Gulp pipeline for Poscat email-based messaging. Manage themes and layout; uses MJML and prepares templates for production. Based on HBS/MJML seed.

Output examples for Poscat Emails

Usage

git clone https://github.com/Daylon/poscat-emails.git
cd poscat-emails
gulp

This pipeline use MJML for custom email markup, Handlebars for templating and SASS for styling. Please refer to their own documentation and/or repo for help:

Output

Poscat emails have one color theme per message type —e.g. one color for subscription, one for reads, one for pause feedback, etc. Each of them have then two variants: one default bright theme and a dark one, triggered by user preferences.

Templating

Why using MJML?

Emailing is a complicated, black-magic version of the web. We cannot easily guarantee readability and/or acceptable layouts across devices and clients —Markups like MJML are here to lift a major part of the weight.

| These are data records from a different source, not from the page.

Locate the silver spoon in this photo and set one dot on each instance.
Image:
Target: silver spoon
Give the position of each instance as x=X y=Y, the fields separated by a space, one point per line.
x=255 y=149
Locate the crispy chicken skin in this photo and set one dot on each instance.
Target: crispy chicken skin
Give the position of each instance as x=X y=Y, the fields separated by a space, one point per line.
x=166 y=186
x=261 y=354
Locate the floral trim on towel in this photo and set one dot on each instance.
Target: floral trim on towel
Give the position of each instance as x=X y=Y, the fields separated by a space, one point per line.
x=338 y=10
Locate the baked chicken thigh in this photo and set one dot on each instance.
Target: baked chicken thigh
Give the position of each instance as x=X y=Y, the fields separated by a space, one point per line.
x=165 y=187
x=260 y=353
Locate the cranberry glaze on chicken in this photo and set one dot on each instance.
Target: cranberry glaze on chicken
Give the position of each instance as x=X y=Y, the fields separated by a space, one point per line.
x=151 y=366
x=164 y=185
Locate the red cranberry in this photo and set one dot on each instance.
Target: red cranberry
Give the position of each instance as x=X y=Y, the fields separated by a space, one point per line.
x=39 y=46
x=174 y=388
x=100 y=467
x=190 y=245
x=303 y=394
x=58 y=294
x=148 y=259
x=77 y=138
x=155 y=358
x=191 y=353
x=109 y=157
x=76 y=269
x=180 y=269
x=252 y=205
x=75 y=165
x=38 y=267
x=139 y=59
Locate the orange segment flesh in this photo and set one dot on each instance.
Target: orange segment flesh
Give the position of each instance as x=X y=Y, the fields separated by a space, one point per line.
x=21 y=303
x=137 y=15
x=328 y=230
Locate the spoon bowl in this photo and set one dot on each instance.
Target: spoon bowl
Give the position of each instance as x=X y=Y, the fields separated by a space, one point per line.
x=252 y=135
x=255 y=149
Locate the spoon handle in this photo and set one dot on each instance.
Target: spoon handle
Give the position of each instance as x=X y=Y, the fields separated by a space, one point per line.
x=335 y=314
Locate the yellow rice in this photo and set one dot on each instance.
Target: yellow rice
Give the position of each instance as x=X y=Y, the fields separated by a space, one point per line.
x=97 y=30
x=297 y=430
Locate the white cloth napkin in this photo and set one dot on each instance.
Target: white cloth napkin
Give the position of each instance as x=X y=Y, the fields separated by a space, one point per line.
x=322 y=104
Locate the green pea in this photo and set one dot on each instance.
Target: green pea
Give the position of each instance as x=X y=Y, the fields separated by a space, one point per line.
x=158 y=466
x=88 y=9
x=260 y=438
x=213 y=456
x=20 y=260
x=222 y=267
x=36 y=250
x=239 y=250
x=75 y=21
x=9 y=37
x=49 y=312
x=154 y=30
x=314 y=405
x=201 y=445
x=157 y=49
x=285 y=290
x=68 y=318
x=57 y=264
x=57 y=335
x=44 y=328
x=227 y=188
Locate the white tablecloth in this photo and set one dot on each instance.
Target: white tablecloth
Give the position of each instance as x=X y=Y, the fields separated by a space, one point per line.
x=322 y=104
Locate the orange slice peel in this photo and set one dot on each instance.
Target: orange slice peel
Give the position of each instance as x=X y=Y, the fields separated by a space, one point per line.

Let's keep MJML and CSS separated, shall we?

Rationale

The same way that making HTML for email can be tedious, having to tweak CSS rules attributes by hand can be cumbersome as well. For these reasons, I didn't want to regress from my previous setup but MJML is pretty much the only solution (at the time of this writing) to provide a markup capable of removing noise from your HMTL templates.

To achieve this, this pipeline leverages a fork from the fantastic lib inline-css by (and, in the process, gulp-inline-css; same author). Here's the pull request, if you wish to weigh in. While this lib neatly converts class related css rules into style attributes, I tweak it up to support any custom rule, including exotic ones (e.g. full-width).

Interesting side-effect: VML style attributes (for, say, call-to-actions) can now be set, so you won't have to worry about having discrepancies between templates and style rules when modifying your call-to-actions.

Can I change these definitions?

Yes, you can. Open up /gulptasks/core/core-mjml.js and start adding properties. By default, any added rule will become an attribute.

Templating

Why using Handlebars

Handlebars allows us to use a neat built-in feature that make it skip partials declaration on first pass.

\{{>partialName}} (Source)

This way, a single handlebars template can produce multiple files, based on the first layer of variables, ready to be fed with real production data.

Use case: theming

First round —Gulp task

Given a single index.tpl, we loop through an array of JSON data defined in /gulptasks/core/core-templates.js. Each index sets up what is static: pre-header, default unsuscribe link, invoke the correct partial, etc.

Second pass —on server

The produced new templates (one per theme) can now be used for a specific scenario or userbase sampling.